RSI other occupations

Question: My name is Roger I am a 39 year old Window cleaner. I have been in this job for the last ten years, in the last seven years I have experienced RSI. I mainly suffer with my elbows, but I have hand, wrist and arm problems as well. I read a lot of mail and articles regarding that it is mainly computer operators that suffer this condition. Well my job is one of repetitive movements of the arms and I have shown all the classic symptoms of RSI, (muscle weakness and painful Joint problems in the arms, and tingling and pins and needles. I have always kept myself fit but now I can no longer play squash or any racquet games, and some minor chores are now becoming difficult mainly anything to do with gripping, I find that after waking up in the morning is the worst time stiffness and pain abound. I wonder how many other occupations have these problems, but the media seems obsessed with the poor office workers, (No offence to office staff).

Answer 1: Not only is window-cleaning repetitive motion, but there is another thing it has in common with computers (I think – correct me if I’m wrong), and that’s awkward neck usage. It seems to me that in cleaning a window you would often have your neck craned back — perhaps habitually at the same angles. With computers, awkward neck angles are often involved if the screen is not in the right position. Your mention of pain in the elbows made me think of this.

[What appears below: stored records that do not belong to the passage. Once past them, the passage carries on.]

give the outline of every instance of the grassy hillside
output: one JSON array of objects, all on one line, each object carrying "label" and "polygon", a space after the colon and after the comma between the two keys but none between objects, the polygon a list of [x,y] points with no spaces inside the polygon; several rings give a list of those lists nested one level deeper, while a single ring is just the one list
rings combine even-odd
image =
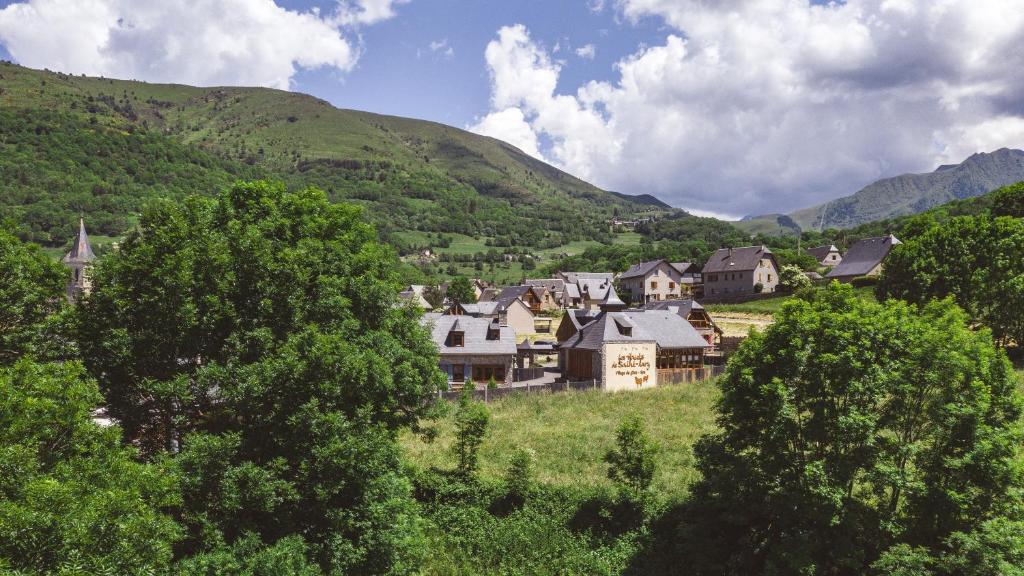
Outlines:
[{"label": "grassy hillside", "polygon": [[[366,206],[389,239],[396,232],[431,231],[549,248],[605,239],[604,221],[613,215],[664,211],[649,199],[604,192],[494,138],[433,122],[339,110],[280,90],[76,77],[5,63],[0,66],[0,111],[57,113],[61,120],[48,130],[62,132],[62,139],[78,147],[62,151],[66,155],[89,153],[73,136],[83,130],[140,134],[151,148],[166,149],[151,150],[150,163],[188,150],[206,159],[189,161],[197,174],[189,187],[197,191],[216,189],[225,173],[242,172],[240,167],[294,187],[316,184],[333,199]],[[25,159],[36,161],[31,154]],[[141,156],[138,161],[150,169]],[[103,175],[88,164],[70,165],[65,174],[69,179]],[[132,182],[111,183],[112,221],[102,232],[116,235],[143,194]],[[22,213],[35,209],[32,202],[26,204],[27,193],[12,200],[7,187],[0,186],[0,204],[8,212],[11,205],[23,206]],[[26,190],[62,194],[59,186],[45,193],[36,182],[26,183]],[[88,215],[96,209],[84,204],[79,211]],[[65,231],[51,230],[66,224],[34,223],[42,229],[38,238],[43,242],[59,241]]]},{"label": "grassy hillside", "polygon": [[[693,442],[715,427],[713,381],[608,394],[577,392],[510,397],[492,403],[492,426],[480,450],[484,477],[501,478],[514,448],[537,453],[542,482],[563,486],[610,487],[601,458],[614,442],[615,427],[639,415],[662,447],[654,490],[672,499],[696,478]],[[437,422],[438,437],[426,443],[407,435],[401,443],[421,467],[452,468],[452,417]]]}]

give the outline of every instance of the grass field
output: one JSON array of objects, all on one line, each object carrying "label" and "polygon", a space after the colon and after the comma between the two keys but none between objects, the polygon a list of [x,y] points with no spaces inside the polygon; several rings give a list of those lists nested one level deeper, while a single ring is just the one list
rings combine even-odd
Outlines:
[{"label": "grass field", "polygon": [[[715,428],[714,381],[609,394],[574,392],[515,396],[489,404],[492,425],[480,450],[481,471],[501,478],[512,450],[536,452],[538,479],[557,485],[610,486],[602,462],[614,442],[615,427],[638,415],[660,445],[654,490],[673,499],[686,494],[697,478],[692,446]],[[432,443],[407,434],[409,459],[419,466],[452,468],[453,418],[436,422]]]}]

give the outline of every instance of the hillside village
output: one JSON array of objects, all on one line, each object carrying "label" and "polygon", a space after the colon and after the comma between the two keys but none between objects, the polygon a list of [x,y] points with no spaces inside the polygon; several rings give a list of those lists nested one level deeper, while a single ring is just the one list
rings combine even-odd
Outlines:
[{"label": "hillside village", "polygon": [[[804,273],[805,278],[817,283],[877,278],[897,244],[890,235],[856,242],[844,255],[831,245],[810,248],[825,274]],[[61,259],[70,274],[69,300],[88,294],[95,257],[81,219]],[[620,392],[720,374],[742,336],[723,337],[700,302],[779,296],[786,290],[780,270],[766,246],[742,246],[717,250],[702,266],[659,259],[621,273],[559,272],[515,286],[461,279],[466,293],[446,282],[411,285],[398,298],[422,310],[450,390],[469,385],[488,392]]]}]

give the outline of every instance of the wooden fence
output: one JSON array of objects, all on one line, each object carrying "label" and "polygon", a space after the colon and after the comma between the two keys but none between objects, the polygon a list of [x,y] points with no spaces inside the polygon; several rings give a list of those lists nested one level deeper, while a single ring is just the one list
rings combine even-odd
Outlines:
[{"label": "wooden fence", "polygon": [[[687,370],[684,372],[677,372],[676,375],[672,377],[666,377],[663,380],[663,375],[658,374],[658,385],[678,385],[689,382],[696,382],[700,380],[707,380],[713,378],[725,372],[725,365],[719,366],[705,366],[702,369],[698,370]],[[552,394],[567,390],[596,390],[601,389],[597,380],[575,380],[575,381],[562,381],[562,382],[547,382],[544,384],[537,385],[525,385],[525,386],[500,386],[496,388],[487,388],[481,386],[473,390],[473,400],[478,400],[481,402],[490,402],[492,400],[499,400],[507,396],[513,396],[517,394]],[[438,399],[443,400],[458,400],[462,395],[461,390],[442,390],[437,393]]]}]

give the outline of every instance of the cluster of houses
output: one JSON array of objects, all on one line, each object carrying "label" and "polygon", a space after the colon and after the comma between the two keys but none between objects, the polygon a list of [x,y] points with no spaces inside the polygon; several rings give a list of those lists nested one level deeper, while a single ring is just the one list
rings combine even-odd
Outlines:
[{"label": "cluster of houses", "polygon": [[[849,282],[881,274],[896,244],[888,236],[857,242],[845,255],[835,246],[808,252],[830,269],[825,278]],[[722,248],[703,266],[658,259],[618,275],[560,272],[507,287],[474,281],[476,302],[445,301],[423,322],[453,386],[514,385],[535,377],[525,369],[547,354],[557,355],[560,379],[591,380],[606,390],[643,388],[709,373],[722,332],[696,298],[771,293],[779,272],[767,247],[744,246]],[[422,300],[421,292],[411,286],[402,297]]]},{"label": "cluster of houses", "polygon": [[[849,282],[881,274],[899,243],[890,235],[857,242],[843,255],[835,246],[808,252],[830,269],[825,278]],[[71,273],[70,300],[88,293],[94,259],[80,221],[62,259]],[[440,312],[427,312],[423,323],[456,387],[470,380],[513,385],[532,378],[538,355],[557,355],[563,380],[590,380],[606,390],[651,387],[709,373],[706,364],[717,354],[722,331],[696,298],[773,292],[779,270],[767,247],[745,246],[717,250],[703,266],[659,259],[618,275],[560,272],[506,287],[475,280],[475,302],[443,298]],[[445,288],[438,287],[442,296]],[[399,297],[431,311],[426,290],[410,286]]]}]

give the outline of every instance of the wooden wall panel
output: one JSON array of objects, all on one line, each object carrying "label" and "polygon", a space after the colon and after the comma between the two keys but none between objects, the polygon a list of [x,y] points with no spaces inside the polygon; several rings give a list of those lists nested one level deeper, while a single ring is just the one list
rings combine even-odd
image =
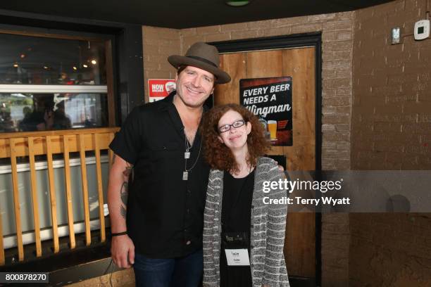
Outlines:
[{"label": "wooden wall panel", "polygon": [[316,77],[315,49],[282,51],[283,75],[292,77],[292,147],[285,148],[288,169],[316,168]]},{"label": "wooden wall panel", "polygon": [[247,52],[246,55],[247,78],[283,76],[282,50]]},{"label": "wooden wall panel", "polygon": [[[239,103],[241,79],[292,77],[293,146],[273,146],[268,153],[285,155],[287,170],[316,168],[315,52],[314,47],[307,47],[220,56],[223,68],[232,82],[218,87],[216,105]],[[315,219],[314,213],[289,212],[287,215],[285,254],[292,275],[316,276]]]},{"label": "wooden wall panel", "polygon": [[239,79],[246,77],[246,54],[224,54],[220,56],[220,68],[230,75],[232,80],[216,86],[214,104],[239,103]]}]

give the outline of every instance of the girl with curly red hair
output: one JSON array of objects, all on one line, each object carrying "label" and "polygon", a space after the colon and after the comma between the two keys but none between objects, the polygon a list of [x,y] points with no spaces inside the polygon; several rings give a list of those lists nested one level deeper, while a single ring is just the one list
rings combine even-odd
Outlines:
[{"label": "girl with curly red hair", "polygon": [[[287,205],[269,205],[287,196],[268,181],[284,179],[262,124],[236,104],[205,115],[205,156],[210,172],[204,218],[204,286],[289,286],[283,255]],[[266,199],[265,199],[266,198]]]}]

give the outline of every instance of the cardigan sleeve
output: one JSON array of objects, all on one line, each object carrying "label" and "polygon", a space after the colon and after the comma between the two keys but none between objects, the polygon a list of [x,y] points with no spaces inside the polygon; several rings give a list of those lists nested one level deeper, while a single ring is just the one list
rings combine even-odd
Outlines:
[{"label": "cardigan sleeve", "polygon": [[[285,176],[278,170],[275,162],[271,160],[269,165],[268,181],[278,181]],[[281,199],[287,196],[285,189],[273,189],[268,196],[270,199]],[[265,270],[262,283],[268,286],[289,286],[289,279],[283,249],[286,230],[287,204],[270,204],[268,205],[268,222]]]},{"label": "cardigan sleeve", "polygon": [[205,210],[204,212],[204,286],[216,286],[217,285],[213,243],[214,241],[213,227],[215,224],[216,200],[218,199],[216,199],[215,193],[215,181],[216,181],[216,179],[211,176],[213,174],[212,171],[210,173],[206,191]]}]

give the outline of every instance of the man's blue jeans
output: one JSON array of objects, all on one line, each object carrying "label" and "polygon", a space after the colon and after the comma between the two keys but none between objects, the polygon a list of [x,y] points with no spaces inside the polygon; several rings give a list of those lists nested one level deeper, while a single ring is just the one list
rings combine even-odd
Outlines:
[{"label": "man's blue jeans", "polygon": [[135,254],[133,269],[138,287],[198,287],[204,270],[202,249],[173,259],[153,259]]}]

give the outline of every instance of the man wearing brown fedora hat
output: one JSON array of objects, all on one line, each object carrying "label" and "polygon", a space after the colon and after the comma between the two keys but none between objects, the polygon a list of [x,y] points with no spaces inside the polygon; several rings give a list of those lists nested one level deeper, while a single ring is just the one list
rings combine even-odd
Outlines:
[{"label": "man wearing brown fedora hat", "polygon": [[205,43],[168,60],[176,91],[134,108],[110,145],[111,254],[117,266],[133,265],[137,286],[198,286],[209,167],[197,131],[214,85],[230,77]]}]

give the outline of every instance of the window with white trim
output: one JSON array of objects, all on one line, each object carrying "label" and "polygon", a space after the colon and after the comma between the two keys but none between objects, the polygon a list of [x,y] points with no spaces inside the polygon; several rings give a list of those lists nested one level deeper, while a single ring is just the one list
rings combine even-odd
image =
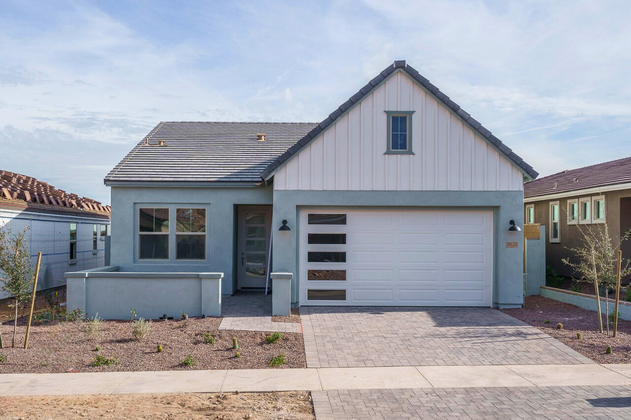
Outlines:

There’s a definite link between pain in the elbows and problems in the neck and back. (Don’t ask me to explain it, because after four years I still can’t, but someone more competent may be along any minute)

If you haven’t been to your GP yet, please do. S/he might not be skeptical — it’s only in the last ten years or so that musculoskeletal problems have come to be associated with computers. It’s well known that other jobs can cause similar problems, even though nowadays that doesn’t get much attention. A very familiar sequence. You really need to see your doctor first of all. You might also want to join the RSI Association. They have a helpline on 01895 – 431134, Mon – Fri 11.30 to 4pm. The RSIA information pack is very good. Well, give the media credit, they are trying to broaden their horizons. I had an email from a tabloid journo a couple of weeks ago, demanding to know ***URGENTLY*** if I could find her a child with RSI from yo-yoing….

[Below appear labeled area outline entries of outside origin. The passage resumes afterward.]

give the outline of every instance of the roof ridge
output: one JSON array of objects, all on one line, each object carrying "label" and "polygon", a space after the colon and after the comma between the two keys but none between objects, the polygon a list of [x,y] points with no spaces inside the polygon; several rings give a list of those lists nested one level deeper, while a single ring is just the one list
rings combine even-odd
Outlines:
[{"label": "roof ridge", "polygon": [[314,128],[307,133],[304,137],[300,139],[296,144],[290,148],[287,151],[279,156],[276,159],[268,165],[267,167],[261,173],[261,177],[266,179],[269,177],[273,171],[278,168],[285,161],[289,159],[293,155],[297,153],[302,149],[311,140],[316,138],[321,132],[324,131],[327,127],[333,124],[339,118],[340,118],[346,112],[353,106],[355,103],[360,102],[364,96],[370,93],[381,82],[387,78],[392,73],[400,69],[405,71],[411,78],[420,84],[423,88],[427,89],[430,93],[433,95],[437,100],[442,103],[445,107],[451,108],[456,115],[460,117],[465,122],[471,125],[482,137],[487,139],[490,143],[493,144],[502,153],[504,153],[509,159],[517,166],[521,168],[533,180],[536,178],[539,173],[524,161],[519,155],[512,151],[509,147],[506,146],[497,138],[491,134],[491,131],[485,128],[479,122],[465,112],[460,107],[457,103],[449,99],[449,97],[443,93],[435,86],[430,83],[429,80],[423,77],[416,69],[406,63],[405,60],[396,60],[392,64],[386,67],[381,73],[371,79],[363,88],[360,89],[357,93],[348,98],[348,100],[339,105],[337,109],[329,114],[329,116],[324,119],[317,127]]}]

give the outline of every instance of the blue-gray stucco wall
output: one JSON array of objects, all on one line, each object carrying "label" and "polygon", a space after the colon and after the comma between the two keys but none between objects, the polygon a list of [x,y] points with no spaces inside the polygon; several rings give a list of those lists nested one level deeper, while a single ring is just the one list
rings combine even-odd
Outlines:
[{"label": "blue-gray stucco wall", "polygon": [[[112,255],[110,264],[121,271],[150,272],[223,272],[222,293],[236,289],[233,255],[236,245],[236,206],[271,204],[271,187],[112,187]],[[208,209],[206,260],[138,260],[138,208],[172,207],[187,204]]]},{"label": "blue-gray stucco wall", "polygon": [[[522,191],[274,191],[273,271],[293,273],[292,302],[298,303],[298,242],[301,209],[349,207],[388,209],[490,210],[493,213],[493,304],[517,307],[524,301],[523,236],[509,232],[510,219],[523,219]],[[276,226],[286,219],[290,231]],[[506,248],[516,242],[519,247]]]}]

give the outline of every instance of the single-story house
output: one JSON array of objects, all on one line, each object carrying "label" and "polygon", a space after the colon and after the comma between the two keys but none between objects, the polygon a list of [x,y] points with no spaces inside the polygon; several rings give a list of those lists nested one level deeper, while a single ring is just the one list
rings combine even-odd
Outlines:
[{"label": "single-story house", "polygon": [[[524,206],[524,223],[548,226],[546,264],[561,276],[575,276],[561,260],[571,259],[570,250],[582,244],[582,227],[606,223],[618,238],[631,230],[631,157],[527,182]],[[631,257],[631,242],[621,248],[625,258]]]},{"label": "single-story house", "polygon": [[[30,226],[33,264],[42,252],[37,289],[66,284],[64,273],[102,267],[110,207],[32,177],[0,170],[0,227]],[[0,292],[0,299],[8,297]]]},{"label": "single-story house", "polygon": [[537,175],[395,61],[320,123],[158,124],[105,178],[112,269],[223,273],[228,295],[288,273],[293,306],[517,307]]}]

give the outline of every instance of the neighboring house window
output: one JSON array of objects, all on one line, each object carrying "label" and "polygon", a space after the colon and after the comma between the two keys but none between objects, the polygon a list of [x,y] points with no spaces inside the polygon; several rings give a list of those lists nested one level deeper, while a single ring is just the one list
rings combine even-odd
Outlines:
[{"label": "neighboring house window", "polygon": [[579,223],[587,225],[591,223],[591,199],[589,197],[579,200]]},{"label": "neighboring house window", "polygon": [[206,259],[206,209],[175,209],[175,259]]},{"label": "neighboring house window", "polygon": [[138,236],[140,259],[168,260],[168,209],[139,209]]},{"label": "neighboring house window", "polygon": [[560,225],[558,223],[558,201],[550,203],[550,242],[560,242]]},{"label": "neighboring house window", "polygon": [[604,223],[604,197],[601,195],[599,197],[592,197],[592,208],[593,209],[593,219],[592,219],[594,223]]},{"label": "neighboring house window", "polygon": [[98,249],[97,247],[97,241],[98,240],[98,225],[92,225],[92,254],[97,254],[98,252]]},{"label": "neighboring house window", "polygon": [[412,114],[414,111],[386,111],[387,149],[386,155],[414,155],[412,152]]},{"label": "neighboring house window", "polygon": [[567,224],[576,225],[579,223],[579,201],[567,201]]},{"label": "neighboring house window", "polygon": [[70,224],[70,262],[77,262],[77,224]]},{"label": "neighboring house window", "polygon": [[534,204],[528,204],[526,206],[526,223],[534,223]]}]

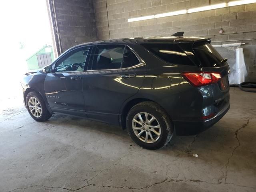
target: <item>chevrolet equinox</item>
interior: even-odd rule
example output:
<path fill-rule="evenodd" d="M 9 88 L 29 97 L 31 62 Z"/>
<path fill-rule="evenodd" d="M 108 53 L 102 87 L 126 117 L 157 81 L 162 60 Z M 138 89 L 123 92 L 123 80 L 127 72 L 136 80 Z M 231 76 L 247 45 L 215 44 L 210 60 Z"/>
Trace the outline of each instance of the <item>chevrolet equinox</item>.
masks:
<path fill-rule="evenodd" d="M 182 34 L 76 46 L 24 76 L 25 106 L 36 121 L 60 113 L 118 125 L 141 146 L 160 148 L 174 130 L 197 134 L 229 109 L 228 64 L 210 40 Z"/>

Answer 2: A lot of other people get this. In the nineteenth century manual workers who did repetitive jobs got it; some assembly-line workers get it; and so on. The problem with the media obsession with “office workers” is that danger to other people gets obscured. I suppose too it might be more difficult for someone who does a different kind of job to get diagnosed, or perhaps, to realise they need a diagnosis. (It’s insulting, too, I know. I was thinking of the practical effects.)

Answer 3: I have visited the Doctors on many occasions. I have had 3 cortico steroid injections in Right Elbow, has improved but never as strong as it once was. The neck condition is interesting, I had a neck X-Ray last year due to a creaking noise when I turn my neck, results [slight arthritis due to wear in neck joints]. I must also comment that I get a lot of creaking in my joints now is this a symptom of RSI? The only thing about my visits to the Doctors was when I reported the other symptoms, muscle weakness, tired arms that seemed heavy, and fasciculation of the muscles in my arms, they seemed to put it down to all in the mind. The only test I was asked to do was push and grip the Doctors hands, when I did that he said No problem there, years of weight training still seems to give me a strong grip, but as I told him it is when your arms are above objects, i.e. pull a plate from the top shelve of a cupboard. Well take a few weeks off, it’s over use was the reply. Are the above symptoms common in RSI? Any comments, please.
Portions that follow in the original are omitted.